The small business restructuring process contemplates a ‘debtor-in-possession’ model that enables eligible small businesses the opportunity to work with a small business restructuring practitioner to develop and propose a debt restructuring plan to its creditors. Directors remain in control of the business, while the restructuring plan is developed.

To be eligible to use the above process, the company:

  • must be insolvent or likely to be insolvent;
  • must have liabilities of less than $1 million, including secured and related-party debt but excluding employee entitlements;
  • must have paid all outstanding employee entitlements, including superannuation;
  • must be substantially complying with its obligations to lodge returns with the Australian Tax Office; and
  • cannot have a director that has previously used the small business restructuring or simplified liquidation process.

The process is commenced by a company’s directors passing a resolution that the company is insolvent or is likely to become insolvent and that a small business restructuring practitioner, who must currently be a registered liquidator, is appointed. The company then has 20 business days to develop, in consultation with the small business restructuring practitioner, a plan to restructure the company’s debt.

Once the plan has been presented to the company’s creditors, those creditors then have 15 business days to vote on whether to accept the plan or not. There are no physical meetings of creditors with proposals being voted upon electronically. The plan will be accepted if a majority in value of the company’s creditors who vote on the proposal, vote to accept it. Related creditors are ineligible to vote.

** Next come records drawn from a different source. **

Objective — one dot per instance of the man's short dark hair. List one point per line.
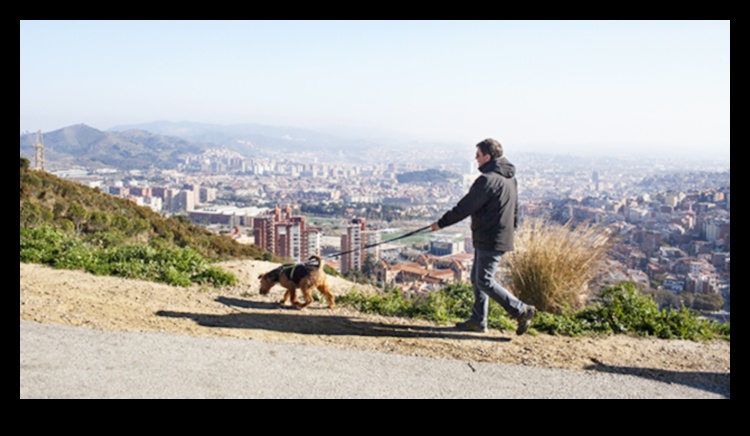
(492, 147)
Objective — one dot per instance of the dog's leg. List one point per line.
(307, 293)
(290, 294)
(323, 288)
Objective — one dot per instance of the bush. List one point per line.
(179, 267)
(620, 309)
(553, 264)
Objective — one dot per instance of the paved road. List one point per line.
(74, 362)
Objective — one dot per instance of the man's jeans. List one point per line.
(484, 286)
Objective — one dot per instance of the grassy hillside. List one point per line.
(69, 225)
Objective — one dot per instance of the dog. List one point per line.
(303, 276)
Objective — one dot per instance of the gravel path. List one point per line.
(58, 361)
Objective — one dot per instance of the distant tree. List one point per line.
(708, 302)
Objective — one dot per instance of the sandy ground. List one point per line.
(106, 303)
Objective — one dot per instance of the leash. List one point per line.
(378, 243)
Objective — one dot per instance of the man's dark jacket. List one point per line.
(492, 202)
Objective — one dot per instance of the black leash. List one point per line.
(379, 243)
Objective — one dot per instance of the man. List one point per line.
(492, 203)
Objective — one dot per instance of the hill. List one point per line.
(107, 220)
(81, 145)
(113, 303)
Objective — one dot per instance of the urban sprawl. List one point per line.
(671, 223)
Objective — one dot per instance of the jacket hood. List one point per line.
(501, 166)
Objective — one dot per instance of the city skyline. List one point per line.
(579, 87)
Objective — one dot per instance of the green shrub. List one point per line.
(179, 267)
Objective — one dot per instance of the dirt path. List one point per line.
(107, 303)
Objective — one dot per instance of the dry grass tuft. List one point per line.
(553, 263)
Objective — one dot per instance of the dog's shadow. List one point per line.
(313, 323)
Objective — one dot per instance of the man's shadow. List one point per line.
(718, 383)
(313, 323)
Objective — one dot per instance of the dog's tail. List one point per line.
(316, 261)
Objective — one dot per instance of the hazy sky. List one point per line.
(567, 85)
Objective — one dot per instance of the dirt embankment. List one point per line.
(107, 303)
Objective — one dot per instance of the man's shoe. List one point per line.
(471, 326)
(524, 321)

If the company’s creditors vote to accept the plan, the company, its unsecured creditors with admissible debts, and the small business restructuring practitioner will all be bound by the plan. Secured creditors of the company will only be bound if they voted in favour of the plan. As with a voluntary administration, a secured creditor will be free to realise or deal with their security unless a Court orders otherwise. Furthermore, Court proceedings and enforcement proceedings are stayed and cannot be commenced against the company during the debt restructuring process.

If the restructuring plan is not accepted or is terminated, the company is still at liberty to utilise a traditional external administration process such as a voluntary administration or a creditors’ voluntary liquidation.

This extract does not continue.